La verità nuda e cruda. La voleva così lui, gli
piaceva, allora
perché si sentì trafiggere da una decina di
pugnali in una volta?
«Non mi ami. Beh, è una ragione, sì.
Quindi ami... lui...
William?» Già che c'era, tanto valeva saperle
certe cose.
«Sì,
amo William. Noi.. ci sposeremo il prossimo mese.»
«Auguri.» Le mani strette in pugni, le nocche che
divenivano bianche, la
mascella che si contraeva erano l'unico segno di cosa sentiva
realmente. Si sarebbero sposati il prossimo mese, eppure lui non la
vedeva da quanto? Due settimane? Giorno più giorno meno. Il
che
significava che la proposta era avvenuta appena tornati in
città.
Lei aveva rivelato al dottore cos'era successo? Per questo non voleva
tardare le nozze? Per paura che qualcun altro la rubasse?
«Quindi
perché sei venuta qui? Oggi mi hai comunicato piuttosto
chiaramente
che non avevi nulla da dirmi.» Aveva paura di cos'altro
sarebbe
potuto uscire fuori da quella conversazione, ma contava sul fatto che
sarebbe riuscito vivo da quella stanza, anche se solo fisicamente.
«C'è una cosa di cui devo parlarti, in
verità. Non volevo
dirtelo all'ospedale, mi sembrava il posto meno adatto a questo tipo
di annuncio.» Cercava di temporeggiare in tutti i modi,
però non
poteva tardare ancora. Il cartoncino nelle sue mani affusolate
iniziava a sgretolarsi e ben presto si ritrovò a
giocherellare solo
con striscioline di quello che inizialmente era un rettangolo
completo. Aveva giocato a fare dio e aveva fallito.

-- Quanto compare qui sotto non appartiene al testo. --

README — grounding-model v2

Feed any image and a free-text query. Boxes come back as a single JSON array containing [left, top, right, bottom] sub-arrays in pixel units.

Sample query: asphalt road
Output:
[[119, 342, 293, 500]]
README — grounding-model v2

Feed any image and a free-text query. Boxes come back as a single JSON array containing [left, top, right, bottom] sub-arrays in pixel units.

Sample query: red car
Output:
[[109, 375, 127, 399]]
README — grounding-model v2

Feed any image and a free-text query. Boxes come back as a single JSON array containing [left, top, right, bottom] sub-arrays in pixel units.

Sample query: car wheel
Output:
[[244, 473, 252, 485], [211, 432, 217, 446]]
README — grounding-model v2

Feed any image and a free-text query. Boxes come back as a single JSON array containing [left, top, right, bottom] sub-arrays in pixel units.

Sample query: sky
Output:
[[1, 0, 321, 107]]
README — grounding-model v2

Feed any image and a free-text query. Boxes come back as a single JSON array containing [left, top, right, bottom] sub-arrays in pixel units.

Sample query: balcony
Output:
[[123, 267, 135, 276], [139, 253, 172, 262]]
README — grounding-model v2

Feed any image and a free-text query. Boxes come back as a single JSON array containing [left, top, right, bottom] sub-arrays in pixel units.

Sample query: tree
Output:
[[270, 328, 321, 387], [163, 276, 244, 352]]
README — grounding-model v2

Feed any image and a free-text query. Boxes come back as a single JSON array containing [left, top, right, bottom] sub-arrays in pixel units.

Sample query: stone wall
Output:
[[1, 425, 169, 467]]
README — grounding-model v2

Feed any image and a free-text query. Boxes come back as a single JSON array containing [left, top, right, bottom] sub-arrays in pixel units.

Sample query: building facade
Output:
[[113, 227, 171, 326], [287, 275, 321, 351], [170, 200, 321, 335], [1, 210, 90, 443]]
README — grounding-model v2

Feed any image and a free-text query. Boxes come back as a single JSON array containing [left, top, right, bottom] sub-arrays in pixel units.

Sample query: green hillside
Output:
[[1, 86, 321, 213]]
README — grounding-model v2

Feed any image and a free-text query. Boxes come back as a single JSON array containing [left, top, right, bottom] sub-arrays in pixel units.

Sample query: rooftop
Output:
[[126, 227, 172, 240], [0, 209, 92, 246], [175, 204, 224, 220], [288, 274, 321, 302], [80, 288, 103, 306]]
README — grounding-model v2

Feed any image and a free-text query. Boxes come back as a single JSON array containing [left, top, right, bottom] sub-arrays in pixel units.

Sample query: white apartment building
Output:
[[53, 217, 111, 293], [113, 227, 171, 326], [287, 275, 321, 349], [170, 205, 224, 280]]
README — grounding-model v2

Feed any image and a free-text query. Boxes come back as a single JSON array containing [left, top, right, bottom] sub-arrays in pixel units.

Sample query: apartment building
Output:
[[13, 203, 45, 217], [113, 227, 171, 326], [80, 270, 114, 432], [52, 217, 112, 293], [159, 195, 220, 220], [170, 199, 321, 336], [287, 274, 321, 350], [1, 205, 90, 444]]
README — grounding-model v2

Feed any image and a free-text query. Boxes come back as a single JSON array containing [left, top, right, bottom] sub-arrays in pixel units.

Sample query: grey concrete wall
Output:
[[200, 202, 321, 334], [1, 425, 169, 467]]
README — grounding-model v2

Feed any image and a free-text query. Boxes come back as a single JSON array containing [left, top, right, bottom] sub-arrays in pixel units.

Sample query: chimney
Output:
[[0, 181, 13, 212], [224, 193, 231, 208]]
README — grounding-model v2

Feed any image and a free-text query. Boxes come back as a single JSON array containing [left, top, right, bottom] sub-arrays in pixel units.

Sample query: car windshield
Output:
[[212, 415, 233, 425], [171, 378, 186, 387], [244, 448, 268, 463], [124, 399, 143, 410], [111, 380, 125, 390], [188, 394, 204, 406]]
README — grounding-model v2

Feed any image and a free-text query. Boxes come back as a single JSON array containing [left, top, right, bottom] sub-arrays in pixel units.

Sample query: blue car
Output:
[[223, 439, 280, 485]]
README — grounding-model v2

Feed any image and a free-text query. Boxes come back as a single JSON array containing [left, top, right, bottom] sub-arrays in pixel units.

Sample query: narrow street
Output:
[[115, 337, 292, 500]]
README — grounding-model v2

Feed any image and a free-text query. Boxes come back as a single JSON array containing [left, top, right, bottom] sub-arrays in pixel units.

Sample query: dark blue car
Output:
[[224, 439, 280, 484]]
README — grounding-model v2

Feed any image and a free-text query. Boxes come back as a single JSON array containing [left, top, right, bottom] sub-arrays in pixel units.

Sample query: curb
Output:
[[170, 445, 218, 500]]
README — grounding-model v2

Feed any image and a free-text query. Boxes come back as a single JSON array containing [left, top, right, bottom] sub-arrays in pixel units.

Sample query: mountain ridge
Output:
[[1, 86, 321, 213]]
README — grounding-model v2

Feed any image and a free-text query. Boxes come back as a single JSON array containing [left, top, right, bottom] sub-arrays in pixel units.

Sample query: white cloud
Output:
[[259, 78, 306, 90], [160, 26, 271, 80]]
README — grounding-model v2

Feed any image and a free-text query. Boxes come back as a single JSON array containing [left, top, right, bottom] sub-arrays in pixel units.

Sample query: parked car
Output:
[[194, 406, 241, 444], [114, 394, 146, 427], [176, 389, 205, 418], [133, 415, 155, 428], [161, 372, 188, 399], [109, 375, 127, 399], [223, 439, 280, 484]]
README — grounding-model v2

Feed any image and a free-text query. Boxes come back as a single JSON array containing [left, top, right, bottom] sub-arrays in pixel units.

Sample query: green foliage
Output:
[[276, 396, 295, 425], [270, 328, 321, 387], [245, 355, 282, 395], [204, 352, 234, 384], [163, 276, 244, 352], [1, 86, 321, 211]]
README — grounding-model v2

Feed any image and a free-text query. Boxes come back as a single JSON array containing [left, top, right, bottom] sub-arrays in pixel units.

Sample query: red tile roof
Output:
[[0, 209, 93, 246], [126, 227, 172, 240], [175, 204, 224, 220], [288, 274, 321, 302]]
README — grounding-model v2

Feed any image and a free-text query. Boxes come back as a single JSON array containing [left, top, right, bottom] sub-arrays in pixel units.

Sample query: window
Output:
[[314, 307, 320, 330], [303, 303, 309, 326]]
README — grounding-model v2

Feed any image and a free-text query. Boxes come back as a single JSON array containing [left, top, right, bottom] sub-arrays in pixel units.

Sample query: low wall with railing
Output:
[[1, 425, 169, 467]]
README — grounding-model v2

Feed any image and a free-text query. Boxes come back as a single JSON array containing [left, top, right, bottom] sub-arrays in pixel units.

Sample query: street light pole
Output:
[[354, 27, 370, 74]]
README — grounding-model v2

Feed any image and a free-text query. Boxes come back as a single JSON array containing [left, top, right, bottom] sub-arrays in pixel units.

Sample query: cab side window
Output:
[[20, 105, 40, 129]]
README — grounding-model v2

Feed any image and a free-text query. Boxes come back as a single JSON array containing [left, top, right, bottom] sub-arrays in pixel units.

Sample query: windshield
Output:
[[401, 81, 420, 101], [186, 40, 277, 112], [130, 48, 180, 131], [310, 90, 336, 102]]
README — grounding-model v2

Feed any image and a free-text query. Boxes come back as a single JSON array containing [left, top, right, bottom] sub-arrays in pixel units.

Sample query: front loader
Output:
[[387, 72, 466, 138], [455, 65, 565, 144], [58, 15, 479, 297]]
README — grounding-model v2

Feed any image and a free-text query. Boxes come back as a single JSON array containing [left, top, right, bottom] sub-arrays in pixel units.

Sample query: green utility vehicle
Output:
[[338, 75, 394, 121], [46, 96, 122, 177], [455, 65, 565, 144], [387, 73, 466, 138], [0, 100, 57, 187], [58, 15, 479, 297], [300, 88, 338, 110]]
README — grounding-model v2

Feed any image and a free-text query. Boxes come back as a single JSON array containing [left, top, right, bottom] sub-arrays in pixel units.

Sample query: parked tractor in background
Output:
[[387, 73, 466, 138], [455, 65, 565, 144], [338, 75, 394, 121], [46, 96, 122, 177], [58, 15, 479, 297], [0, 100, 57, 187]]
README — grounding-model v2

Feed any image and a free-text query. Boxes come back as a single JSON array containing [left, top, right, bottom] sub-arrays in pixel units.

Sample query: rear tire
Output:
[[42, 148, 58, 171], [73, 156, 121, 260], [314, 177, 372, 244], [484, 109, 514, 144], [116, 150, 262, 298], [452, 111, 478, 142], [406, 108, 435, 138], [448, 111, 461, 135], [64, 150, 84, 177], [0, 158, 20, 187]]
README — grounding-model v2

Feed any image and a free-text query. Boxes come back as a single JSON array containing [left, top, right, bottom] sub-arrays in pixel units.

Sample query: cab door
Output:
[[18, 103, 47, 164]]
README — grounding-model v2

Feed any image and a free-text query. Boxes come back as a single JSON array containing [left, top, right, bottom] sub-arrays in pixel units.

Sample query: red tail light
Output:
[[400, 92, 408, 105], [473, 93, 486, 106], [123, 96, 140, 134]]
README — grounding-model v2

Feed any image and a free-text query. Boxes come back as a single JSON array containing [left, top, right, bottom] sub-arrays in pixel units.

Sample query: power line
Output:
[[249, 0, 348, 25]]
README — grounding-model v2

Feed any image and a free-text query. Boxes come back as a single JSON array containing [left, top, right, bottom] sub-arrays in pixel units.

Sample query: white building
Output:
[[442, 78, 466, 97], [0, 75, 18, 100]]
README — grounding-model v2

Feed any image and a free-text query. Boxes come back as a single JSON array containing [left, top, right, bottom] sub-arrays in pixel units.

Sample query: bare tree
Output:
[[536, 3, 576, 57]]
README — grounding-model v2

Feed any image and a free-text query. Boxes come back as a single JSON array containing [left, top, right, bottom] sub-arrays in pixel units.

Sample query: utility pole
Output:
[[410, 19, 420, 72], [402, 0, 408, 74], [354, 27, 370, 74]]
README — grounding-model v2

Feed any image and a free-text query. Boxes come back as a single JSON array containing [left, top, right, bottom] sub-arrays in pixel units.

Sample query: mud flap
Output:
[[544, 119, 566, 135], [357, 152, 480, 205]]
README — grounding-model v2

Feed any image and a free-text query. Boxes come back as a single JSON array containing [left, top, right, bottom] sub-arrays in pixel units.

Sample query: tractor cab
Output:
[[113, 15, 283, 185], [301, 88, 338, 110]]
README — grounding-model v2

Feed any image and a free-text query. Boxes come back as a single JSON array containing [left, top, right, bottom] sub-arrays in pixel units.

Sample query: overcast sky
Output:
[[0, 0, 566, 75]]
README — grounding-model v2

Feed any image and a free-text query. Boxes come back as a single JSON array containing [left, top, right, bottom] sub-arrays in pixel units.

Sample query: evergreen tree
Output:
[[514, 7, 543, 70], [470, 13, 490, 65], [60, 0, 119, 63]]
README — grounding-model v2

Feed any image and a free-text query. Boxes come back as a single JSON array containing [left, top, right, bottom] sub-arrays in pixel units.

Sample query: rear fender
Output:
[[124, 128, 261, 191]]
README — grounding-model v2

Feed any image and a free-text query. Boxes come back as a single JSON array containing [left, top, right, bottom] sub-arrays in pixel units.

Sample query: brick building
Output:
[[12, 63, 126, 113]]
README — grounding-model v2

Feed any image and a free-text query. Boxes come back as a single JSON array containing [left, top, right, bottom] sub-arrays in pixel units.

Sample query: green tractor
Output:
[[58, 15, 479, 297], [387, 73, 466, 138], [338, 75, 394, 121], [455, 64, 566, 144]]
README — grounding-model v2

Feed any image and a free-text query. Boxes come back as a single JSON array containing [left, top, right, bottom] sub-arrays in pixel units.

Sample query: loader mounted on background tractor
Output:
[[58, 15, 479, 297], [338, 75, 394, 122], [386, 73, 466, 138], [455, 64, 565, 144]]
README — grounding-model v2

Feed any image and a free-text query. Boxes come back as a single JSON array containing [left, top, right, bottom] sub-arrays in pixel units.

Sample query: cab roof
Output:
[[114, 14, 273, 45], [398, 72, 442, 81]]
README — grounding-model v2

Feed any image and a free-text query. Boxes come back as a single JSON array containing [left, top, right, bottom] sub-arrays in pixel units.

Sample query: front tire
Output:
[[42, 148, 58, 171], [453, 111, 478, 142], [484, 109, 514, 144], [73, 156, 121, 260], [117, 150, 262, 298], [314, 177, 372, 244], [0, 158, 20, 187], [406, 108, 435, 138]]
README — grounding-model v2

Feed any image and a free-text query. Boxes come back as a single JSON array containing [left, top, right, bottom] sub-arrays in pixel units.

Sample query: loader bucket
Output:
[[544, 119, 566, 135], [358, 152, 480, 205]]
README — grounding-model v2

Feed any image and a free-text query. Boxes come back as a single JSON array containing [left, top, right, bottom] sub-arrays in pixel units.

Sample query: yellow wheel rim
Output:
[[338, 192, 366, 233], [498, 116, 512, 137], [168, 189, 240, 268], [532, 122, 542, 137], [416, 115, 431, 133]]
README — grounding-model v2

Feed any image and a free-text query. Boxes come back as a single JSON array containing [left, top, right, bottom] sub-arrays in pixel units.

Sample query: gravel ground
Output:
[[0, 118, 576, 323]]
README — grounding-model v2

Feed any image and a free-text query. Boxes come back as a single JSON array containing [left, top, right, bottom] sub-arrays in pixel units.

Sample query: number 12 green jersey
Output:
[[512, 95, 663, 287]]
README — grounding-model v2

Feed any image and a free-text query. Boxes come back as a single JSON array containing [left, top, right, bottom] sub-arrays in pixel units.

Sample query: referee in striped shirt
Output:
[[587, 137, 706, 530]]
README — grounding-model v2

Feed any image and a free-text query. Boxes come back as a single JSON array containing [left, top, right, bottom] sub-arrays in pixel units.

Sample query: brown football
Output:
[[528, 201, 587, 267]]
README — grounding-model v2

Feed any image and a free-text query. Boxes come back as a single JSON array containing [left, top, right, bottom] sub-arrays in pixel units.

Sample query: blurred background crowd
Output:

«Parla.» Tagliò corto lui.
«Sono incinta.» Alzarono gli occhi
contemporaneamente, uno dalle luci indistinguibili di una
città che
non conosceva, l'altra dalle mani da cui erano appena cadute le
briciole di ciò che aveva ricevuto. Il primo aveva intuito
tutto,
sapeva che sarebbe stato un padre orribile ma aveva voglia di urlare
"Ci sono, sono qui! Scegli me!", la seconda aveva paura che
ciò che avrebbe detto tra pochi secondi avrebbe potuto
scatenare lo
scrittore introverso che era in lui. «Voglio tenerlo e
William pensa
che sia suo figlio, quindi ti prego di-»
«Quindi gli lascerai
crescere un bambino che non è suo? Che non ha concepito lui?
GLI
LASCERAI CRESCERE MIO FIGLIO? SEI VENUTA QUI PER DIRMI CHE,
NONOSTANTE NON MI AMI E NONOSTANTE QUELLO CHE ABBIAMO AVUTO, TU
LASCERAI VIVERE MIO FIGLIO, IL FIGLIO DI UN ADULTERIO?» Era
scoppiato. Si era voltato completamente verso di lei e agitava le
braccia, gridava più che poteva.
«Quello che abbiamo avuto? Sai
cos'abbiamo avuto? Nulla! Ci siamo incontrati in un bar, tu mi hai
seguito e siamo finiti a letto insieme per due volte. E' tutto
lì.
Nessun significato nascosto, nessun amore a prima vista.» Era
calmissima e sembrava indifferente alle sue grida, come se ci fosse
abituata. Era stata abituata fin da piccola ai suoi genitori che
litigavano, poi a suo padre che le urlava contro dopo la morte della
madre, a William che durante i suoi attacchi era capace di
distruggere la camera da letto.
«NON PARLARMI IN QUESTO MODO,
CERCANDO DI CALMARMI COME SE FOSSI UN BAMBINO.» Aveva il
fiato
corto e si fermò un secondo a guardarla negli occhi mentre
Meredith
si avvicinava e poggiava le mani sulle sue guance calde e
arrossate.
«Ma tu sei un bambino. Lo sei e dovresti saperlo. Tu
non mi hai mai amata. Era un momento difficile per te, lo capisco,
avevi bisogno di qualcuno a cui aggrapparti ma quel qualcuno non sono
io, non posso esserlo. Non sono un giocattolo. Dal momento in cui mi
avrai, non mi vorrai più, ma io non sono un giocattolo ed
è ora che
iniziate a capirlo.»
Dall'aeroporto
andò direttamente all'ospedale in taxi. Chiese le
informazioni, salì
al piano di chirurgia e si fermò appena raggiunta la stanza.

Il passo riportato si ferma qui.